After-ripened seeds of D. strictus can germinate to high percentages in both light/darkness and darkness. Thus, it is likely
that should seeds become covered with soil or litter, they
would not be prevented from germinating. In fact, after a
spring rain soil below the surface or under litter would
remain moist for longer periods of time than that on the soil
surface, and thus burial of seeds in soil or litter would
favour germination. Based on these results, it seems unlikely
that D. strictus could form a large persistent seed bank from
seeds of the upper siliques, which are dispersed soon after
these dehiscent siliques mature.
The pericarp of dehiscent upper siliques of D. strictus is
relatively thin, whereas the indehiscent lower siliques have a
thick pericarp. Thus, the pericarp plays little or no role in controlling germination of seeds from upper siliques, but it physically restricts/prevents germination of seeds within the lower
siliques. However, even when fresh seeds are removed from
the lower silique the presence of some embryo dormancy (or
non-deep physiological dormancy) prevents germination.

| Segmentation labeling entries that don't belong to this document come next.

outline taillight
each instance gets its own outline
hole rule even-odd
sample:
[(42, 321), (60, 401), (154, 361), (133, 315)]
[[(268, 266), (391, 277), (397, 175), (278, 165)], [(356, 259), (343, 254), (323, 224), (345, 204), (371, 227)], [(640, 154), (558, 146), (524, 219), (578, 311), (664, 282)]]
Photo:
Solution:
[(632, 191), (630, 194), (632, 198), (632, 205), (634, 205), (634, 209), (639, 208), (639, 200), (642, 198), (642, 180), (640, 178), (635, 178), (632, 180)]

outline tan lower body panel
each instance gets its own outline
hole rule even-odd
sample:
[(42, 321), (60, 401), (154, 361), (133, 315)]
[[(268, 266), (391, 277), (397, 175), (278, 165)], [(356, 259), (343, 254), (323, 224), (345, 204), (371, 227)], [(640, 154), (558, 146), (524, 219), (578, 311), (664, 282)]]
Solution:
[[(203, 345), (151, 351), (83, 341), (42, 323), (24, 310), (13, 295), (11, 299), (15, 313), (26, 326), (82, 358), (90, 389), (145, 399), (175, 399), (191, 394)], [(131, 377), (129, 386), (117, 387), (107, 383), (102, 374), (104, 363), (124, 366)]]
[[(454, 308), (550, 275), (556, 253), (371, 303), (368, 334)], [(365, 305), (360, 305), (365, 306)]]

Germination of the excised seeds from the upper and lower
siliques of D. strictus was not inhibited by mucilage, indicating that water-soluble germination inhibitors were not
leached from it. However, the presence of a thick mucilaginous
layer might play a regulating role in diffusion of water and
oxygen to the embryo and thus influence germination
(Witztum et al., 1969; Liu and Tan, 2007; Thapliyal et al.,
2008).
After dry storage at room temperature for several months,
most of the seeds from upper siliques and those removed
from lower siliques, but not those held within intact lower siliques, could germinate. In the field, after-ripening also occurs
in summer, and seeds are non-dormant in autumn. However,
before the first snowfall in Urümqi in November 2008, we
searched for seedlings of D. strictus in the field but found
none. This was probably due to soil being wet for a period
of only 1 – 2 d at a time, which did not allow the seeds
enough time to germinate even though temperatures were
favourable. However, many seedlings were found in the field
in spring (mid-March to early April), when soil moisture ( precipitation plus snow melt) and temperature were suitable for
germination. Presumably, these seedlings were from upper
silique seeds, or perhaps from lower siliques that had been produced several years earlier (seed bank). In the plots of the
experimental garden, only seeds from upper siliques and
those removed from lower siliques germinated. After 1 year
on the soil surface, pericarps of the lower siliques were still
hard, and seeds inside them were viable. The dormancy breaking requirements of this morph have not been identified, but it
is not due to lack of water uptake by seeds within the intact
siliques or silique segments (Table 7; Fig. 9). We suggest
that seeds within these indehiscent siliques and silique
segments are prevented from germinating during the first
spring germination season (and perhaps also in the second
and later germination seasons) by the mechanical restraint of
the thick, rigid pericarp. The time required for pericarps of
lower siliques to release their seeds or to become soft
enough for the seeds inside to germinate in the field is not
known.
Thus, the lower siliques can form a persistent seed bank
(sensu Thompson and Grime, 1979), which is an advantage
in arid zones with unpredictable rainfall, such as the Junggar
Desert. Buffering variation in reproductive success by
delayed germination in desert annuals is a classic example of
bet-hedging (Philippi, 1993; Venable, 2007). While the best
thing a non-germinating seed can do is to survive, a germinating seed may either die or produce many new offspring. Thus,
producing a fraction of dormant seeds is the hedge against the
risk associated with germination. The germination fraction
favoured by natural selection is lower when there is a high
risk of seedling death than when there is a low risk (Ellner,
1985; Evans et al., 2007).
Seeds from the upper siliques of D. strictus after-ripen
during summer and can germinate in autumn or the following
spring. Seedlings produced in autumn and in spring can
survive and produce seeds in late May to early June and, in
contrast to obligate winter annuals, the non-dormant seeds
do not re-enter dormancy (secondary dormancy) during
winter (Baskin and Baskin, 1998). Thus, the species has the
potential to behave both as a winter annual and as a springephemeral annual, i.e. facultative winter annuals. In the field,
D. strictus behaves mostly as a spring-ephemeral annual,
however, apparently because most seeds, which are nondormant in autumn, are prevented from germinating at that
time by low soil moisture content. The probable reason why
only a low percentage of seeds sown on the soil surface in
summer and watered at 3 d intervals during autumn germinated
in autumn is that the soil did not remain moist for a long
enough period of time for the seeds to germinate (Fig. 6B).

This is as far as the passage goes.